Practical management of immune-related adverse events from immune checkpoint protein antibodies for the oncologist

Jeffrey S Weber
American Society of Clinical Oncology Educational Book 2012, : 174-7
Monoclonal antibodies directed against immune checkpoint proteins, such as cytotoxic T-lymphocyte antigen-4 (CTLA-4) or programmed death-1 (PD-1), can boost endogenous immune responses directed against tumor cells. Recently, ipilimumab was approved by the U.S. Food and Drug Administration (FDA) for the treatment of metastatic melanoma, and the anti-PD-1 antibody BMS-936558 has shown promising results in patients with melanoma, non-small cell lung cancer, and renal cell cancer. During treatment with these antibodies, a unique set of toxicities occur called immune-related adverse events (irAEs).

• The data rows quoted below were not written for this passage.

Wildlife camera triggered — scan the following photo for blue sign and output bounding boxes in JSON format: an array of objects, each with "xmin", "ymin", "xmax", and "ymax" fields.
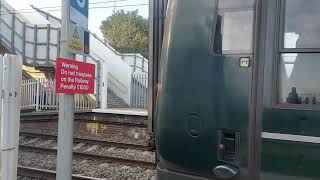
[{"xmin": 70, "ymin": 0, "xmax": 89, "ymax": 18}]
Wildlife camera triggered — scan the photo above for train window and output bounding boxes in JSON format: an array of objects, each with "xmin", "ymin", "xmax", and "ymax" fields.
[
  {"xmin": 278, "ymin": 0, "xmax": 320, "ymax": 105},
  {"xmin": 283, "ymin": 0, "xmax": 320, "ymax": 48},
  {"xmin": 213, "ymin": 0, "xmax": 255, "ymax": 54},
  {"xmin": 279, "ymin": 53, "xmax": 320, "ymax": 104}
]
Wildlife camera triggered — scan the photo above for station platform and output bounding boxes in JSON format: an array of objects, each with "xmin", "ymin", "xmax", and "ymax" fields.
[{"xmin": 20, "ymin": 109, "xmax": 148, "ymax": 127}]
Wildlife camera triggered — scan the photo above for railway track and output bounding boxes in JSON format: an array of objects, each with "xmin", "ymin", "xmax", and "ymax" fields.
[
  {"xmin": 19, "ymin": 145, "xmax": 156, "ymax": 169},
  {"xmin": 18, "ymin": 166, "xmax": 99, "ymax": 180},
  {"xmin": 20, "ymin": 132, "xmax": 154, "ymax": 151}
]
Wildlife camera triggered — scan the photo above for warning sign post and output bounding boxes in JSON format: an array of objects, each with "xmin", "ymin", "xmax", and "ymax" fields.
[{"xmin": 56, "ymin": 58, "xmax": 95, "ymax": 94}]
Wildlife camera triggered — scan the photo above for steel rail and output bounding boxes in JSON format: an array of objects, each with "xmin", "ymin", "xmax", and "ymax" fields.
[
  {"xmin": 20, "ymin": 132, "xmax": 153, "ymax": 151},
  {"xmin": 19, "ymin": 145, "xmax": 156, "ymax": 169},
  {"xmin": 18, "ymin": 166, "xmax": 99, "ymax": 180}
]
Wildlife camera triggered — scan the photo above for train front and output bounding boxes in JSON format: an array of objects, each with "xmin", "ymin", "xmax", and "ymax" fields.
[{"xmin": 156, "ymin": 0, "xmax": 255, "ymax": 180}]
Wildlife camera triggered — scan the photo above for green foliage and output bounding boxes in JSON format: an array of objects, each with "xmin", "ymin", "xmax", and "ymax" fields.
[{"xmin": 100, "ymin": 10, "xmax": 149, "ymax": 58}]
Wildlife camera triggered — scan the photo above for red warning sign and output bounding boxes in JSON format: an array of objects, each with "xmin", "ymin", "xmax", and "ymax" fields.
[{"xmin": 56, "ymin": 58, "xmax": 95, "ymax": 94}]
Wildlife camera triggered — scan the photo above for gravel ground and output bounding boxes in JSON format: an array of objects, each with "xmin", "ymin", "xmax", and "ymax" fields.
[
  {"xmin": 20, "ymin": 136, "xmax": 155, "ymax": 162},
  {"xmin": 19, "ymin": 151, "xmax": 155, "ymax": 180},
  {"xmin": 20, "ymin": 128, "xmax": 148, "ymax": 145}
]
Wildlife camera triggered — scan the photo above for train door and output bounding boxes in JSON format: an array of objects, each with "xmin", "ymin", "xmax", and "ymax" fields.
[
  {"xmin": 156, "ymin": 0, "xmax": 259, "ymax": 180},
  {"xmin": 259, "ymin": 0, "xmax": 320, "ymax": 180}
]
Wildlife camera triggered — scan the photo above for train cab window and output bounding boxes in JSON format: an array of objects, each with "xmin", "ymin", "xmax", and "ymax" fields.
[
  {"xmin": 284, "ymin": 0, "xmax": 320, "ymax": 48},
  {"xmin": 213, "ymin": 0, "xmax": 255, "ymax": 54},
  {"xmin": 279, "ymin": 53, "xmax": 320, "ymax": 104},
  {"xmin": 278, "ymin": 0, "xmax": 320, "ymax": 105}
]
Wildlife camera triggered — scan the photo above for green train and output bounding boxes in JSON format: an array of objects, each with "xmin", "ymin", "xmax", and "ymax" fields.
[{"xmin": 155, "ymin": 0, "xmax": 320, "ymax": 180}]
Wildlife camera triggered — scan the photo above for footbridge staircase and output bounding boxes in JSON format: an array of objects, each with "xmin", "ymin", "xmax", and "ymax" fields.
[{"xmin": 0, "ymin": 0, "xmax": 148, "ymax": 108}]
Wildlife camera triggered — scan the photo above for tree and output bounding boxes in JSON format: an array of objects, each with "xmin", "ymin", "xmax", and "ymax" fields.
[{"xmin": 100, "ymin": 10, "xmax": 149, "ymax": 58}]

These irAEs may occur at any time during treatment and include colitis characterized by a mild to moderate but occasionally severe and persistent diarrhea. Hypophysitis, hepatitis, pancreatitis, iridocyclitis, lymphadenopathy, neuropathies, and nephritis have also been reported with ipilimumab, and a subset of those side effects has also been observed with BMS-936558. Patient and physician education as well as good patient-caretaker communication are keys to limiting the morbidity of irAEs. Early recognition of these irAEs and initiation of treatment are critical to reduce the risk of complications, since virtually all irAEs are reversible with the use of steroids and other immune suppressants. The onset of grade 3 to 4 irAEs correlated with treatment response in some ipilimumab studies. This article provides detailed description and recommendations for practicing oncologists to manage the common irAEs associated with antibodies against immune checkpoint blockade.